C’mon, your country needs you. Imagine we are producing at least 100,000 tonnes below what we can produce without the “troubled” Skeldon Factory. At US$550 per tonne, we’re talking about raking in a cool US$55,000,000…$11 billion in our money. And it’s this kind of realism we’d been expecting from the Opposition after the new dispensation, when it came to development of the country.

Rather than seeking to score cheap political points and harping on a “failed sugar industry”, as Clive Thomas is doing ad nauseum in the Stabber News, why don’t they tell all Guyanese – not just their constituents – that there’s nothing wrong with good, old, honest labour. But this will never be.

Of course, it could be that Thomas, realising the WPA’s down to four or five doddering supporters, figures his exhortations are of absolutely no use.

But what’s APNU’s and AFC’s excuse?

…in rice

Whatever we’ve said about challenges to the production of sugar, the opposite’s true for rice…yet we’re hearing moans of gloom in this sector. What’s going on here, pray tell? Well, it’s a variant of the old “too much of a good thing”. Last year we crossed the half-a-million tonne mark and are well on the way of exceeding that. So that’s good, no?

Well, not when you haven’t anybody to have the extra rice sold to. When this happens, you have the case they teach you in primary school: supply exceeds demand and the price falls. Whether it’s with tomatoes, or rice or whatever…this will happen when you haven’t arranged for sales. And so you get the headline as in our newspaper of yesterday: “Plenty rice, no market…Berbice farmers fume over prices being offered.”

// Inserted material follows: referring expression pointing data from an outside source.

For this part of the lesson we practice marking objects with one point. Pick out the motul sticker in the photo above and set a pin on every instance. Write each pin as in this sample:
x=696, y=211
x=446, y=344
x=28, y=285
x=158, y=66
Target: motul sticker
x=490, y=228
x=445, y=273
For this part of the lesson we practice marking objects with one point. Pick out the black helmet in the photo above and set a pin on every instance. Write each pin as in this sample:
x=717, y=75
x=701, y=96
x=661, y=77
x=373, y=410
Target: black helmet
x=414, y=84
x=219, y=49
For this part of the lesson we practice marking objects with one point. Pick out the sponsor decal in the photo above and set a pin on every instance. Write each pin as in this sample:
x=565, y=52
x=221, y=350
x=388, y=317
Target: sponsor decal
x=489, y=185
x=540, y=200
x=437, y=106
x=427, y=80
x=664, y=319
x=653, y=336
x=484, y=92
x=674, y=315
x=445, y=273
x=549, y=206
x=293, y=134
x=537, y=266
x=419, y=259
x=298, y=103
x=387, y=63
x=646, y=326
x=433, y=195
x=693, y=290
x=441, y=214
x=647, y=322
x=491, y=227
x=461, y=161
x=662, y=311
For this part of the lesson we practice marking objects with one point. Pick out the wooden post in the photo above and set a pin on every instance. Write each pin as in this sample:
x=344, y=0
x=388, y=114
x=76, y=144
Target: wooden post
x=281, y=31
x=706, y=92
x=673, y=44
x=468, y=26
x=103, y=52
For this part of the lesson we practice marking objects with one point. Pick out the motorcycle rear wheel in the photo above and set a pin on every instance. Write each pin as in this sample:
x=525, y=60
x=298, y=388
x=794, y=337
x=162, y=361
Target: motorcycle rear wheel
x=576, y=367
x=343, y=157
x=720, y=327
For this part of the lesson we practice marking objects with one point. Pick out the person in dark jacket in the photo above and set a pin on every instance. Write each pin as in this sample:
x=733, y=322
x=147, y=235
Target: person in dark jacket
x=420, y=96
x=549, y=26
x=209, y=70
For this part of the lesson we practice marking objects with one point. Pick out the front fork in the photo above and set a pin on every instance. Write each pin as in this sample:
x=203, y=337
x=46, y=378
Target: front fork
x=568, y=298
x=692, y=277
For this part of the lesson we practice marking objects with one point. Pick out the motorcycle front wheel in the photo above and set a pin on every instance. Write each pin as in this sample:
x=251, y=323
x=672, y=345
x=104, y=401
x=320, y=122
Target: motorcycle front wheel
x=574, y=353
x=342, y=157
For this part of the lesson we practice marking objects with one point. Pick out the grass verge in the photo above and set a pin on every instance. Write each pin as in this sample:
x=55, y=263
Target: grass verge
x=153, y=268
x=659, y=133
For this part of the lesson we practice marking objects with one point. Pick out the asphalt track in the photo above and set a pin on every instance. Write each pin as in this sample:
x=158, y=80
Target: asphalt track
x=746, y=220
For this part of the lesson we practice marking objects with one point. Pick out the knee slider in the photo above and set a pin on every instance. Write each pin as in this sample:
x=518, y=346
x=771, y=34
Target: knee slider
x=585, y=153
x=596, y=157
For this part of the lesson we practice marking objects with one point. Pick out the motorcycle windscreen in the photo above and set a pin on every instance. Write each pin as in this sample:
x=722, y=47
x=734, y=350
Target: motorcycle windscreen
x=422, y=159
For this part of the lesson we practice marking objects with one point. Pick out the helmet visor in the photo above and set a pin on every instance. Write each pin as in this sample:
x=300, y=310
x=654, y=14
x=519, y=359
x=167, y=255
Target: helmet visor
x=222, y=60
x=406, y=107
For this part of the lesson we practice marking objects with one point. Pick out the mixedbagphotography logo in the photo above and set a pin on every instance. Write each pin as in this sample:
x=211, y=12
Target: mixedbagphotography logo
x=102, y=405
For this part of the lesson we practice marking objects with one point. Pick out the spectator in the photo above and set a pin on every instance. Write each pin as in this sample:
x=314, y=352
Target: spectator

But what bothers us is why have we come to this stage? Didn’t we know since last year as to how many acres will be planted this year? We darned well did. Somebody in charge of marketing our rice has been sleeping at the wheel…and our Agriculture Minister better wake them up.

…on elections

The AFC’s demanding the government schedules Local Government Elections by August 1, even though GECOM is adamant they need a six-month lead time.  Has Ramjattan forgotten GECOM’s an autonomous entity? Or is he still imbibing, uninterruptible, since Mash?